Exasperated due to the frequent strikes by a section of workers affiliated to different unions at its largest Indian manufacturing plant in Halol near Vadodara, multinational automaker General Motors India is now bracing for a possible showdown with striking workers, who have been warned to return to work by the first shift of Friday, or face dismissal and be replaced by new job-seekers.

Intervention sought

As the strike entered eighth day today, the National Human Rights Commission (NHRC) had asked the district administration to send a report on the issue of alleged ‘inhuman' work conditions at GM plant.

On the other hand, the American Chamber of Commerce in India (AMCHAM-India), an association of US businesses operating in India, has also asked the Gujarat Government to intervene.

After their three-day strike in October 2010, a group of workers affiliated to the pro-Congress Party trade union INTUC went on flash strike again on March 16. On Thursday, hardening its stand, GM published a public notice-cum-ultimatum in the newspapers, dubbing the strike as illegal, adding that even the State Government has on March 18 declared it illegal.

The Labour Commissioner's office had invited union leaders and the GM management for a conciliatory meeting today but the latter did not turn up, reports from Vadodara said.
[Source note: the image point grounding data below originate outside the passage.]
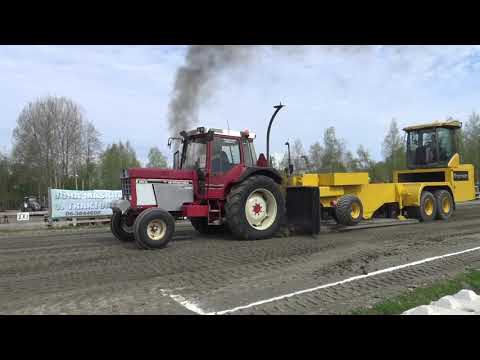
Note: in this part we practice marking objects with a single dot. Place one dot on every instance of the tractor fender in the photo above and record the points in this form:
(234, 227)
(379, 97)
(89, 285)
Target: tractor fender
(257, 170)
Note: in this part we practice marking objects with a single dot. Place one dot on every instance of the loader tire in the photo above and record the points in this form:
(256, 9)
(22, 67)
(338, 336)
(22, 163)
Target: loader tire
(445, 204)
(349, 210)
(255, 208)
(120, 229)
(201, 225)
(427, 211)
(153, 229)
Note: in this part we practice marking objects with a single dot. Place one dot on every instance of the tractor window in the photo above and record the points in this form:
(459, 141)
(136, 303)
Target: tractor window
(225, 155)
(195, 155)
(247, 153)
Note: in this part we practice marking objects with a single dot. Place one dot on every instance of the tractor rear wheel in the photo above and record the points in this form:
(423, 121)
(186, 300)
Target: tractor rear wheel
(120, 227)
(255, 208)
(444, 204)
(201, 225)
(349, 210)
(153, 228)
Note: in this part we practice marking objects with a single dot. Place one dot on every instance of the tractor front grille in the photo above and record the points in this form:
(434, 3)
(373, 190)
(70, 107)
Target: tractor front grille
(126, 187)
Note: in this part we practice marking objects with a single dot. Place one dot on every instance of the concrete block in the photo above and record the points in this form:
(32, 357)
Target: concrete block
(465, 302)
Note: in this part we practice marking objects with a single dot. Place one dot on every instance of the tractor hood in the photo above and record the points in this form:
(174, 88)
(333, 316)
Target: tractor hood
(157, 173)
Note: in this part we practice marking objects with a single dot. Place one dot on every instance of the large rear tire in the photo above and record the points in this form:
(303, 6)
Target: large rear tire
(119, 227)
(349, 210)
(255, 208)
(445, 204)
(154, 228)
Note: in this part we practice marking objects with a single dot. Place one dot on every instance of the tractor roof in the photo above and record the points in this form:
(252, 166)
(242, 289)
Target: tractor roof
(435, 124)
(202, 130)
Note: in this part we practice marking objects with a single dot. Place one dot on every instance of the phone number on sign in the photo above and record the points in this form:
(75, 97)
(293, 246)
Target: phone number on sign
(83, 213)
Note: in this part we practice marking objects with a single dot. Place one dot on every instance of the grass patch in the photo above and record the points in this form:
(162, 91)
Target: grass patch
(423, 296)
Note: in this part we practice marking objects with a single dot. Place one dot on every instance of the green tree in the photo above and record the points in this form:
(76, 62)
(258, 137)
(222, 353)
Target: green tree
(115, 158)
(393, 149)
(333, 153)
(470, 142)
(156, 158)
(315, 156)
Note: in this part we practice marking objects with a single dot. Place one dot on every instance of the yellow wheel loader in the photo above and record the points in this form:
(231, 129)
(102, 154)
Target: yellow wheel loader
(434, 182)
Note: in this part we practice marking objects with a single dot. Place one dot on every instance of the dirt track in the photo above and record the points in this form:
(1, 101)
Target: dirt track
(91, 272)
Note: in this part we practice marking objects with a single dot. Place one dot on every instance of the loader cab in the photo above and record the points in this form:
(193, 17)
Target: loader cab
(432, 145)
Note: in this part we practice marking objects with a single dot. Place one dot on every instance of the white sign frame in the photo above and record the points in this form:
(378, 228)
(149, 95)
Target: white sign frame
(23, 216)
(79, 203)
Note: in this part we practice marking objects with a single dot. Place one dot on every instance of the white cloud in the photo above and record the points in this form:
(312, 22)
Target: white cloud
(125, 90)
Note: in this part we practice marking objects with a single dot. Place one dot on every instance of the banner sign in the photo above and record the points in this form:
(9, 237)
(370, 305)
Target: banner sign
(78, 203)
(23, 216)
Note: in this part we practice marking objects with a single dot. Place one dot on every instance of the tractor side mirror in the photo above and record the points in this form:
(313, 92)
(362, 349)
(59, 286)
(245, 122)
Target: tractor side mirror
(176, 157)
(262, 161)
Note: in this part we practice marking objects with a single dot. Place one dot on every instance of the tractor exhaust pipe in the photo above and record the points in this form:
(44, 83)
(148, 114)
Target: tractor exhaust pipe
(277, 109)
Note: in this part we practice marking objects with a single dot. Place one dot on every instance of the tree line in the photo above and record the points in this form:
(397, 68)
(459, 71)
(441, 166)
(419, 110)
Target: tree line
(54, 145)
(331, 154)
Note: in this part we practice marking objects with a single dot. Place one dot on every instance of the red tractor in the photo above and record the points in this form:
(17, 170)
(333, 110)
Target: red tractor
(216, 182)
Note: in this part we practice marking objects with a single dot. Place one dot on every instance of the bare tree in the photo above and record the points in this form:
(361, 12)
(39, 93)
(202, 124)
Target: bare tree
(50, 142)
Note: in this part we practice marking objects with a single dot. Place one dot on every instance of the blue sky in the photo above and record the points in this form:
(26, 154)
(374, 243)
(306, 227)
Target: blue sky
(125, 90)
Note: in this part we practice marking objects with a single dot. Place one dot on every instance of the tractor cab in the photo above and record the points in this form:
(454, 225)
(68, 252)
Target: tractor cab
(215, 151)
(432, 145)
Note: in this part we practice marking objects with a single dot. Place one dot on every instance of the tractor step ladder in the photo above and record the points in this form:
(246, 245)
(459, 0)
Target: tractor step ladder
(213, 215)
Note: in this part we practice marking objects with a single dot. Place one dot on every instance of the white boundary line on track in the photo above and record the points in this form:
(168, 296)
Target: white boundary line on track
(195, 308)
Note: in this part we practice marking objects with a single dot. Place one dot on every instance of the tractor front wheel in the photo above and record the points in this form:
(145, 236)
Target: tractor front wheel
(153, 228)
(427, 211)
(120, 227)
(255, 208)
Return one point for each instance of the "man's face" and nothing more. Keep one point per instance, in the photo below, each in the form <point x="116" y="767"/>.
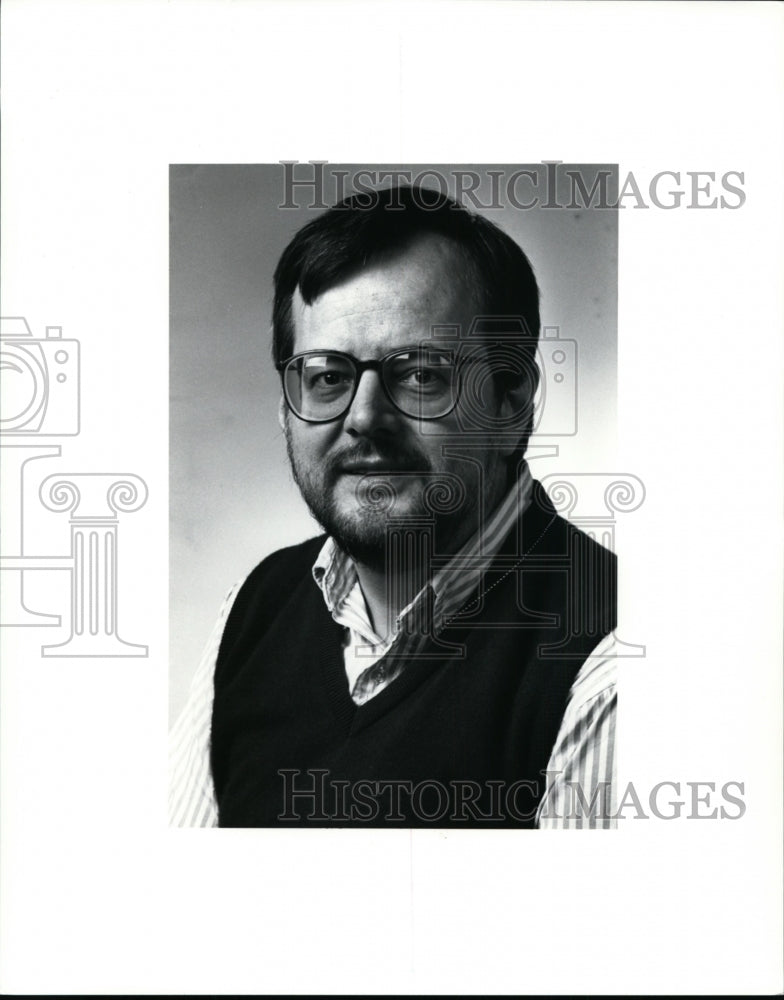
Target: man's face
<point x="374" y="450"/>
The Panchmahals district administration has, meanwhile, imposed prohibitory orders under Section 144, Indian Penal Code, around the GM factory prohibiting assembly of more than four people.

Tomorrow, the strikers have threatened a sit-in at the plant. They will also be meeting the district magistrate, Mr Milind Toravane, and move the High Court against prohibitory orders, a union spokesman said. State INTUC President Mr Nikhil Mehta said the State Government and GM's notifications describing the strike illegal was against the Industrial Disputes Act, and that only temporary workers had returned to work at the plant.

650 turn up

Meanwhile, Mr P. Balendran, Director, GM India, told Business Line that with more workers returning to duty, nearly 650 workers, out of a total of 900, worked today . The remaining 250 have also been asked to return. The company was ready to discuss with workers once they report to work. The workers had signed an agreement in December 2010 pertaining to their wages for three years and had violated it themselves now, he added.

On the other hand, the union claimed that 650 workers were still on strike. The Halol facility has a capacity to manufacture 85,000 units per annum. Due to the strike, the company was able to make only 70 units a day, against 190 scheduled. According to Mr Balendran, 100 units were manufactured today.

The workers's demands include payment for overtime work according to the Factory Act, reduction of work load, revocation of the management's practice of transferring union leaders to dealers' network and ‘forcing' unskilled or semi-skilled ones to work.